Genome Assembly and Indexing Data Structures for Bioinformatics Applications

Genome assembly is one of the fundamental problems in bioinformatics. Although studied for more than twenty years, new methods and tools for solving this problem are published monthly. Research in this direction is mostly motivated by the sheer amount of data produced by second and third generation sequencing machines that makes managing and analyzing genomic data challenging.

Genome assembly, and in particular de novo genome assembly, is closely related to efficient indexing strategies of the input data and to stringology. In particular the Burrows-Wheeler Transform and the de Bruijn graphs have a central role in this field.

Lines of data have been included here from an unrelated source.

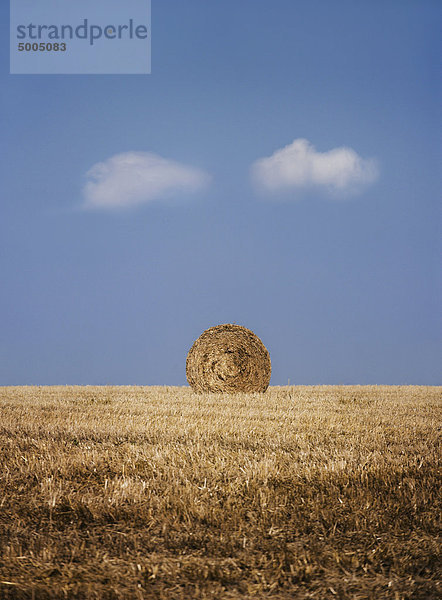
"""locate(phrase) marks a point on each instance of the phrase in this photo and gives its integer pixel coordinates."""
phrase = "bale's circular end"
(228, 358)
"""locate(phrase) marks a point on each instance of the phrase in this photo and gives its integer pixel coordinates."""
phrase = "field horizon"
(156, 492)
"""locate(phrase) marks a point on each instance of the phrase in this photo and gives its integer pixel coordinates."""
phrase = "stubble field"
(158, 493)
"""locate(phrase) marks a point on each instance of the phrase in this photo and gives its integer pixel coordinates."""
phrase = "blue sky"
(330, 257)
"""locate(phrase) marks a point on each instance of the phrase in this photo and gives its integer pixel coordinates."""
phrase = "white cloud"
(134, 178)
(298, 166)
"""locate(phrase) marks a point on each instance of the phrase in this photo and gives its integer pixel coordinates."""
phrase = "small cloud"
(134, 178)
(298, 166)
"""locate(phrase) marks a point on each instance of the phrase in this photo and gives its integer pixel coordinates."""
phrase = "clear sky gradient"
(341, 288)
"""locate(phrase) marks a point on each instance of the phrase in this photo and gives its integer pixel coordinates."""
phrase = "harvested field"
(161, 493)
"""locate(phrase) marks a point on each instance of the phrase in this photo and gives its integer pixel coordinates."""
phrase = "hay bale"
(228, 358)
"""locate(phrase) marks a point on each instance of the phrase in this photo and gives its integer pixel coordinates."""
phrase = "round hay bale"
(228, 358)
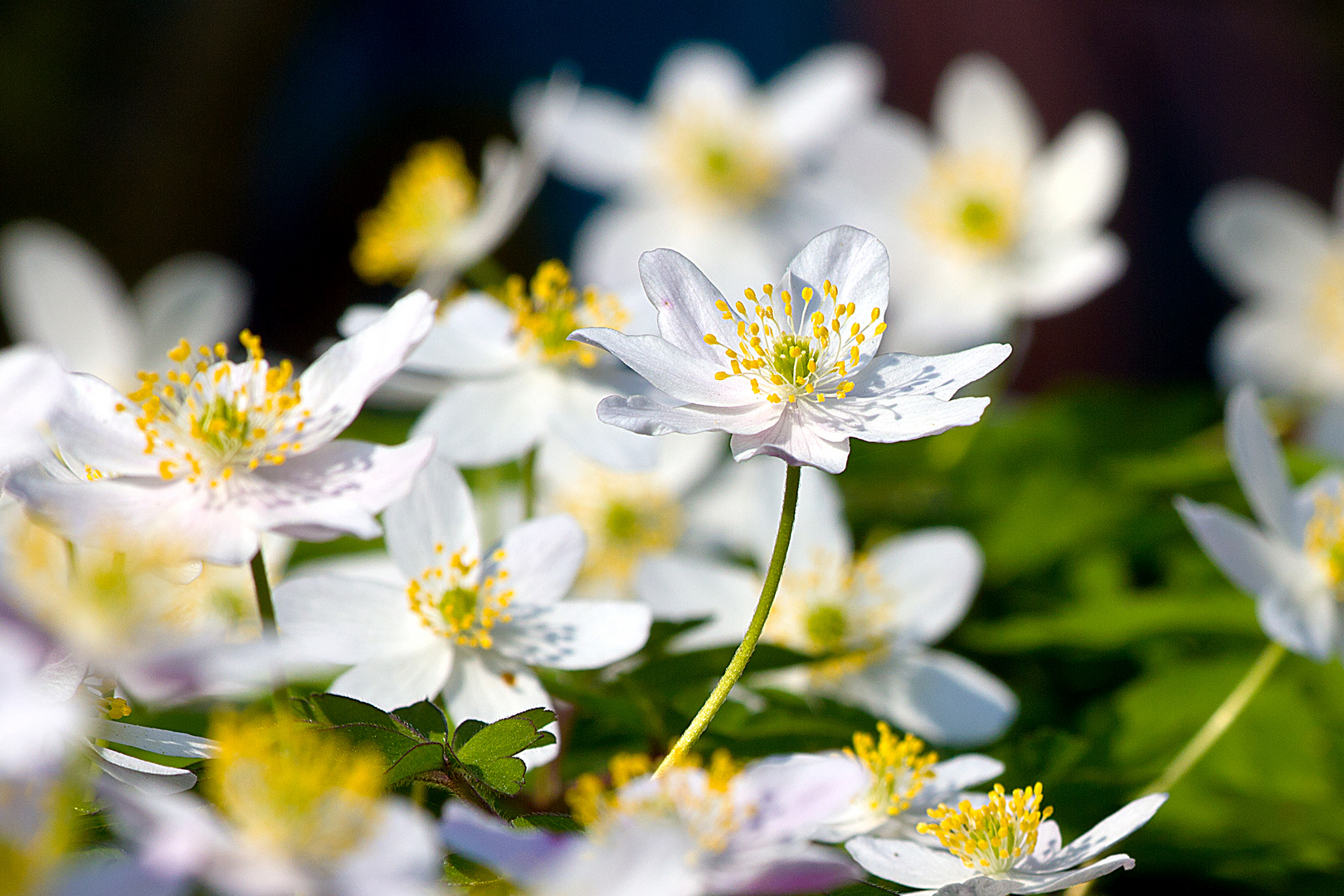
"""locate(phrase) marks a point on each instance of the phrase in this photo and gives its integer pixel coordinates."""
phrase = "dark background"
(261, 129)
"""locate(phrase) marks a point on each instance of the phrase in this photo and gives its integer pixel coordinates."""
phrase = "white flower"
(58, 292)
(793, 373)
(435, 222)
(873, 617)
(1031, 861)
(984, 225)
(903, 783)
(706, 164)
(1283, 257)
(1293, 562)
(295, 811)
(455, 621)
(218, 451)
(691, 832)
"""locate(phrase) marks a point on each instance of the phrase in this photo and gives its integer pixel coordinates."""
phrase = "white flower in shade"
(452, 620)
(1283, 257)
(58, 292)
(903, 783)
(1001, 846)
(436, 221)
(793, 373)
(704, 167)
(509, 381)
(217, 451)
(691, 832)
(869, 617)
(1293, 562)
(984, 225)
(295, 811)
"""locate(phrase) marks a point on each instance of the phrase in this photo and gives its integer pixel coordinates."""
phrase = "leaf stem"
(743, 653)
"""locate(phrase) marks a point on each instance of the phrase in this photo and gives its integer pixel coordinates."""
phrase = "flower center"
(971, 203)
(450, 599)
(548, 309)
(210, 416)
(990, 840)
(293, 789)
(899, 767)
(786, 358)
(426, 199)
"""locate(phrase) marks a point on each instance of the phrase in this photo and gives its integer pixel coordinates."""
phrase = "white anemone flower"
(984, 223)
(58, 292)
(1283, 257)
(869, 617)
(295, 811)
(706, 164)
(452, 620)
(1293, 562)
(793, 373)
(436, 221)
(1001, 846)
(217, 451)
(905, 782)
(691, 832)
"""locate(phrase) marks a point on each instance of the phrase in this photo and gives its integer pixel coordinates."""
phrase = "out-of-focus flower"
(295, 811)
(449, 620)
(793, 373)
(903, 783)
(687, 833)
(436, 221)
(1283, 256)
(1293, 562)
(869, 618)
(984, 225)
(706, 164)
(514, 379)
(218, 451)
(58, 292)
(1001, 846)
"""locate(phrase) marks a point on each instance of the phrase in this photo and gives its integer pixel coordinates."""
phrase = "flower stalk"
(749, 641)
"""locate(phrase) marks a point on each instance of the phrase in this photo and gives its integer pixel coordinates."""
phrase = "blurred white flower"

The group research in this field mostly focuses on developing softwares to assemble genomes from raw data, in developing new algorithms for building the multi-BWT of a sequencing experiment, and in developing new data structures to index de Bruijn graphs.

SOFTWARE

  • LightStringGraph : C++ software that builds string graphs using negligible amount of RAM.
  • FastStringGraph : C++ software that builds string graphs in parallel.
  • bwt-lcp-em : C++ software that builds the multi-BWT and the LCP of a sequencing experiment (in FASTA format) with an extremely low main memory footprint.

REFERENCES

Paola Bonizzoni, Gianluca Della Vedova, Yuri Pirola, Marco Previtali, Raffaella Rizzi: An External-Memory Algorithm for String Graph Construction. Algorithmica 78(2): 394-424 (2017)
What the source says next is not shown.